Sylvain Tesson, who retreated to a tiny log cabin in the Middle Taiga for six months, reflects on it here:
The temperature drops precipitously. I chop down some wood in -31 F and when I get home, the heat seems like a supreme luxury. After the frigid air, the sound of a vodka cork popping near a cast-iron stove produces infinitely more pleasure than a palatial stay on the Grand Canal in Venice. That huts might rank with palaces is something the habitués of royal suites will never understand. They did not experience the aching of numbed fingers before they learned about bubble baths. Luxury is not a state but the crossing of a line, a threshold beyond which, suddenly, all suffering ceases. ~ Sylvain Tesson, ‘Consolations of the Forest: Alone in a Cabin in the Middle Taiga’
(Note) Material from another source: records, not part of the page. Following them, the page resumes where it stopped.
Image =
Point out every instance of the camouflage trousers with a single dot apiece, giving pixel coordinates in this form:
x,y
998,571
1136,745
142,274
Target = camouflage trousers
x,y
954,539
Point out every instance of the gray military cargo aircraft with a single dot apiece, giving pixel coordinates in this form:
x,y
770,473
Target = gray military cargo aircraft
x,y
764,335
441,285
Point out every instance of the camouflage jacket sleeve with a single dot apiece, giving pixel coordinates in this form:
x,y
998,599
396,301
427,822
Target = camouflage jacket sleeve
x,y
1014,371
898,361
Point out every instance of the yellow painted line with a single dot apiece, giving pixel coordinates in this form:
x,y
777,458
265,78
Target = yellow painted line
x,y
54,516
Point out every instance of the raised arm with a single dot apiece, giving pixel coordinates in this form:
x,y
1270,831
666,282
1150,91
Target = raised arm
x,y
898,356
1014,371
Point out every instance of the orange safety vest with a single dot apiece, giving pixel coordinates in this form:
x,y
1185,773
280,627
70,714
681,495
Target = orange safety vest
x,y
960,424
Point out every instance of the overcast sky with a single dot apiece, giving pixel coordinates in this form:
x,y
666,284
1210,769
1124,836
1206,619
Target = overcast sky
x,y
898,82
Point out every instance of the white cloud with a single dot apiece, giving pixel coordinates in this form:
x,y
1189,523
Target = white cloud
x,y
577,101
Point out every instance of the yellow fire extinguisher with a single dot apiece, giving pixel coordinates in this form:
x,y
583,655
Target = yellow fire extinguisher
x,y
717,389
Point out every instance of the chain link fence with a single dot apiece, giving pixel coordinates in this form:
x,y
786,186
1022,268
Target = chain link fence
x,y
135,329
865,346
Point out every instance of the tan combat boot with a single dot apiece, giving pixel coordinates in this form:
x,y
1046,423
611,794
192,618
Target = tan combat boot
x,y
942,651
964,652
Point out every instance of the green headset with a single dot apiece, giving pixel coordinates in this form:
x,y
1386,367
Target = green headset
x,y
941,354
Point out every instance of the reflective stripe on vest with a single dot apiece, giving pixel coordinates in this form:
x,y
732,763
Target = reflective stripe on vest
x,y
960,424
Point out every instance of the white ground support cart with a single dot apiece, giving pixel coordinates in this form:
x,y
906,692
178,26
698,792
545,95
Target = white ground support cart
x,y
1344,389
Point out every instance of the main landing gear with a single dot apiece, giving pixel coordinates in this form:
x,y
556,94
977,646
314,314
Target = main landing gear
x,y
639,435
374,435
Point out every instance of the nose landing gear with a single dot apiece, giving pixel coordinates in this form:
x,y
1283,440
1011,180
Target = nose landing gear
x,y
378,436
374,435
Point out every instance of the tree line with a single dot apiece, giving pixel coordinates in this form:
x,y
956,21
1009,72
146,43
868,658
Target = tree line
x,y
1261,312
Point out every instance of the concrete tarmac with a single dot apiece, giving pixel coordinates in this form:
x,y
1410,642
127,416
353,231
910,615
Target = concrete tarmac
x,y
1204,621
What I find accurate about Tesson’s description of luxury is that he places it right next door to suffering. Luxury is when we move from the sun-baked lawn into the cool shade of a tree, or, when we begin to feel chilly, move back into the sun. The cool is most delicious when we’re a little over-heated.
Tesson also says that luxury is not a state – we can’t linger there forever. As we move away from suffering, the luxury either becomes boring, or we move into an opposite state of suffering. Sunsets and cherry blossom are beautiful because of their transience – even cherry blossom would become commonplace if we were wading in it all year long. Tsuki cat is still purring, but I stopped paying attention to her a long time ago. Having a nap is a luxury when we are tired, but if we lie around all day, we can fall into a lazy torpor which is just as unpleasant as feeling tired.
The Buddha taught that we expend a lot of pointless energy grabbing at the things we like, and pushing away those we don’t like. When it comes to luxury we are often greedy for more, chasing luxury ‘highs’ and wanting to be in control of how much we receive. My top drawer is full of all sorts of different chocolate – coffee, mint, coconut… but at the moment the chocolate I really want is the one I don’t have – Green & Black’s with sea salt. Once we start grabbing at luxury there is no end to it – just look at the lifestyles of some (unhappy) millionaires.
Luxury (along with pretty much everything else!) wasn’t designed to be something we can control. Luxury is a grace. If suffering is inevitable, and so is impermanence, then we are in constant motion between suffering and the cessation of suffering. Cold, warm, cold. Hungry, full. Sad, happy, sad, happy. If we can be present for the suffering, we can also be present for the luxury of ‘crossing a line’.
In my own experience, the best kinds of luxury are the very ordinary things that we receive every day, mostly without noticing. If we are present for our lives, we will feel a deep gratitude at the cup of tea our husband makes for us, and relish the hot liquid as it soothes our sore throat. We will luxuriate in feeling reconnected with a friend when they text, in pausing to watch the fairy lights blinking on and off, and in putting on our soft pyjamas after a long day of work (one of my favourites). When we remove the scales from our eyes, we see that we are blessed.
I wish for you the courage to stay present with your suffering. Let your breath out. I wish for you the joys of a thousand tiny luxuries. Let the air, rich with oxygen, stream into your lungs by itself.